When Max was done, he sat on the other side of Marie, which meant Dani no longer had to look at him—and that she was done with her official duties. She was relieved on both counts.

She understood that she couldn’t simply disappear for the rest of the evening, and really, she didn’t want to. She wanted to celebrate Leo’s wedding. She just needed a break. So as the servers started bringing the first course, she got up and headed toward the exit. There was a parlor outside the ballroom set up for the wedding party to use as a green room. It had comfy chairs, beverages, and, most critically, a door that closed. She would sit for a few minutes, get her shit together, and shake off this mix of Max-inspired attraction and annoyance. Then she would go back into the ballroom, and hopefully whatever weirdness was going on between Max and her would be gone. Because, honestly, they were supposed to go to Austria tomorrow.

Maybe he wanted to take Lavinia instead.

Well, whatever. Dani was going to Austria with Leo and Marie. Max could do what he wanted with whomever he wanted. It was no concern of—

Just as she escaped the ballroom, a hand came down on her shoulder. Oh, shit. She knew who it was. She could feel who it was.

“Wait.” His voice confirmed it.

Damn it. “I just need to step out for a moment.” Her own voice was less familiar. It was too high. It sounded like it belonged to someone playing her in a movie. It felt like that, too, like she was reciting a line.

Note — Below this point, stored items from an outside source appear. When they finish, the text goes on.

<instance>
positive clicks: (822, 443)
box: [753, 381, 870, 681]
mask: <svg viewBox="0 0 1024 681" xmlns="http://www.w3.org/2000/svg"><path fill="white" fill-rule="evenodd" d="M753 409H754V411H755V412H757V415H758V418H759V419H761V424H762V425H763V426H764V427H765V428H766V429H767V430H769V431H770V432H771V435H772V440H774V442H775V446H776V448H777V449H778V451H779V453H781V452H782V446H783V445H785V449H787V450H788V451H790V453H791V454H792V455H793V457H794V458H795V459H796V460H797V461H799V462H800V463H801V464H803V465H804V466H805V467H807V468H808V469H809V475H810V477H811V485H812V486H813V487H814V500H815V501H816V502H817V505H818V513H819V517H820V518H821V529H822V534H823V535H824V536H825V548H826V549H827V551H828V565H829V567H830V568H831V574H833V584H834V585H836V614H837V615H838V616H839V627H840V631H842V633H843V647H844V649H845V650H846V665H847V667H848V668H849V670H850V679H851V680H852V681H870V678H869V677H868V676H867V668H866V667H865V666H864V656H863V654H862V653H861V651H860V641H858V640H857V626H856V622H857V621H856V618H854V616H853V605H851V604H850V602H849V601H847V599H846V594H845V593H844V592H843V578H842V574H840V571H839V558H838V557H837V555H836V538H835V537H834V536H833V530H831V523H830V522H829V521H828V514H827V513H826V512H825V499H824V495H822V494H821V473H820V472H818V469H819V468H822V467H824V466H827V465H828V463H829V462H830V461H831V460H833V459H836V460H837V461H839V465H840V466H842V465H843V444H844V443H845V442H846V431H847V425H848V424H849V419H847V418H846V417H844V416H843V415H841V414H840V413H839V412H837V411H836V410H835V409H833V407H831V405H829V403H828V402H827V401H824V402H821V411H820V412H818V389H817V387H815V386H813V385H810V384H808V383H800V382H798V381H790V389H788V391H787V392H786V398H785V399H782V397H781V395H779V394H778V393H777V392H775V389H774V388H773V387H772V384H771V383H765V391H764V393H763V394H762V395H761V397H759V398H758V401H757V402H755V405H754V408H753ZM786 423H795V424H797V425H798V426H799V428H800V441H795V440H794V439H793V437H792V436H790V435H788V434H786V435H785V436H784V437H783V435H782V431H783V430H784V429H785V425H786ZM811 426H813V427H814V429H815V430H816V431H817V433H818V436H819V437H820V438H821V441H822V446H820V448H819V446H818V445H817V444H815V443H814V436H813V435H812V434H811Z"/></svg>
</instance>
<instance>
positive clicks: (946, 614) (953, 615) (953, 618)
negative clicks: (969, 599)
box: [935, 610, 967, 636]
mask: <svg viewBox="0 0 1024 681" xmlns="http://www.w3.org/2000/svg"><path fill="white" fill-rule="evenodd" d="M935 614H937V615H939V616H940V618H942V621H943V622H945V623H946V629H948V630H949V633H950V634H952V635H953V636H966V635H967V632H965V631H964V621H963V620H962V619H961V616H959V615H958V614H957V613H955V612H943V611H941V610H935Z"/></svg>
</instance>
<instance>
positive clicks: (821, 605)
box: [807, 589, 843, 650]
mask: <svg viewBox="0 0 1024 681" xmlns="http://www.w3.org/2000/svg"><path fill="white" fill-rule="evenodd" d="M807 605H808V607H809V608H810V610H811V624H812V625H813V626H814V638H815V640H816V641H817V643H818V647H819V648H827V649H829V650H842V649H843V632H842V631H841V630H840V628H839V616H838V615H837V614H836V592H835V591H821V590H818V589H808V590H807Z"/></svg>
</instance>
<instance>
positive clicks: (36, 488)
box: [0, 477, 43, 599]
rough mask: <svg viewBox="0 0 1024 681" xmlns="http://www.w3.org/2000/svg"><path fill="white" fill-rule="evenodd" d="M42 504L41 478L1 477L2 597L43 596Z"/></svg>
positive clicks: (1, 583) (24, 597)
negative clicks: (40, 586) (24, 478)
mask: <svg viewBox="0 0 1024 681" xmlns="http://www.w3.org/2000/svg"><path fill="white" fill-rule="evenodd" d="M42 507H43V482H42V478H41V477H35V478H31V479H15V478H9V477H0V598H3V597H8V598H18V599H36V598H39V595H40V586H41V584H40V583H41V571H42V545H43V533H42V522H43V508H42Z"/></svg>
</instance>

I just need to step out for a moment. It was a line. It was a lie. What she needed to step away from was him. And she’d almost made it.

“You looked at me first.”

“What?” What was he— Oh. Oh. She gasped as goosebumps rose on her skin.

He remembered.

She was frozen in place, shivering with his hand on her bare shoulder, his skin on her skin. She was his prey, and she could no sooner move than if he’d literally caught her in a trap.

“Don’t pretend you don’t know what I’m talking about.”

He sounded angry, which was such an uncharacteristic emotion from Max, at least when it came to her.

She needed to turn around and face him. She’d pulled up her big-girl pants and gotten through that toast, and she could do this, too.

She pivoted in place. He didn’t take his hand off her shoulder, just let it rest lightly against her skin as she turned and settled it more heavily on the ball of her shoulder when she finished her rotation.

She had compared Max’s eyes before to the cool blue center of a flame, but now, despite the fact that his body was calm, that his palm on her shoulder was still and dry, his eyes were a wildfire raging out of control. She had always thought of Max as funny and breezy and easygoing with a hidden center of deeply felt emotion. But now he looked like he’d been turned inside out, like all the tender, emotional stuff was on the outside, plainly visible for anyone to see.

“I did look at you,” she said slowly, relieved that her voice came out sounding like her again. “But then you stopped looking at me.” And for some reason she couldn’t articulate, that loss of his attention had hurt.

“Because I couldn’t look at you anymore.”

“Why not?”

“Because then you would see everything.” He moved his hand from her shoulder across her suddenly tender skin until the heel of his palm rested lightly over the notch in her collarbone and his fingers radiated up her throat. She had the sudden, absurd notion that maybe he was on fire, inside. His hand, though it was barely touching her, hovering almost, brought heat as it traced a path through her cold-pebbled skin.